Satellite parts that melt away during reentry reduce the risk of space debris impacts on Earth.
In a video from the European Space Agency (ESA), a plasma wind tunnel completely vaporizes a model of a satellite, demonstrating how the speed and heat of atmospheric reentry can obliterate even the bulkiest parts of space satellites.
That complete annihilation is a good thing.
This is why: If fast-moving space debris survives the stresses of reentry, it could pose a serious threat. Engineers can design spacecraft that are robust enough to do their jobs while also safely burning up in the atmosphere during their fall to Earth by testing satellite heat thresholds, ESA representatives said in a statement.
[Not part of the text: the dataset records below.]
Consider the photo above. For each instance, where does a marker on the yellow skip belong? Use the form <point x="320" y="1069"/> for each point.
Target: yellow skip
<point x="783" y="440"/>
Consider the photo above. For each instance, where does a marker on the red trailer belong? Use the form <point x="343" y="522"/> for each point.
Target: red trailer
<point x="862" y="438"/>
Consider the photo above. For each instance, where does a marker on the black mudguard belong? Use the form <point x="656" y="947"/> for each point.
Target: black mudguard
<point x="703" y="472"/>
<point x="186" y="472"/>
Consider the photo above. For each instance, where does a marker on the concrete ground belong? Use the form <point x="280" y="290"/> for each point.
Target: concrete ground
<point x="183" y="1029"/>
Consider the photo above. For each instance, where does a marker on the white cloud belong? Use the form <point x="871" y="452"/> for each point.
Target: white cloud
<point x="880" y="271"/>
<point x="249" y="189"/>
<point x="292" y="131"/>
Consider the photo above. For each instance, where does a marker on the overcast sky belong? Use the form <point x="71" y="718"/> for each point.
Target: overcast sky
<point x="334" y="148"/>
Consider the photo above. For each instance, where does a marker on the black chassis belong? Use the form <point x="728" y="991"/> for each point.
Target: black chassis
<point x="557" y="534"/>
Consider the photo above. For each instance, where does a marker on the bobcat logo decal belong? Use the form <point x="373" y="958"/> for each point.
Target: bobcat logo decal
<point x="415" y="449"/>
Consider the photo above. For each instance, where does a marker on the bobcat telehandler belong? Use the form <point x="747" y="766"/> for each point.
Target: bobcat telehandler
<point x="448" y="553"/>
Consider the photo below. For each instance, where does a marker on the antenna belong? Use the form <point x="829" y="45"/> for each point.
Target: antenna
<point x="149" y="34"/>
After a satellite’s mission is completed, its operators can use its control system to lower the satellite’s perigee, or the orbital point closest to Earth, in a controlled reentry. According to ESA, once the perigee is low enough, gravity takes over and pulls the spacecraft down. This method causes the satellite to reenter the atmosphere at a steep angle, ensuring that the debris will land in a relatively small area. According to ESA, satellite operators typically target the open ocean to reduce the risk to people.
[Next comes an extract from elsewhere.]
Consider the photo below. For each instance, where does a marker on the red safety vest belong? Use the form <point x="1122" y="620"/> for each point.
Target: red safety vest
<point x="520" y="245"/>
Uncontrolled reentries, on the other hand, do not send the satellite to a designated landing area. However, federal satellite-regulating agencies require proof that the risk of casualties from impacts is less than one in 10,000, according to ESA, before an operator can send a satellite plummeting into Earth’s atmosphere in an uncontrolled descent.
To achieve that degree of certainty, еngineers must demonstrate that all parts of the falling satellite will burn up before they reach the ground, as seen in footage shot inside a test chamber at the German Aerospace Center (DLR) in Cologne, Germany. According to the DLR’s Institute of Aerodynamics and Flow Technology, scientists there used gas heated by an electric arc to temperatures of more than 12,000 degrees Fahrenheit (6,700 degrees Celsius) to simulate atmospheric reentry conditions.
Satellite-melting experiments such as this are also part of an ESA program called CleanSat, in which the agency is investigating and testing new technologies so that future designs of low-orbiting satellites will follow a grim-sounding concept: “D4D,” or “Design for Demise,” according to ESA.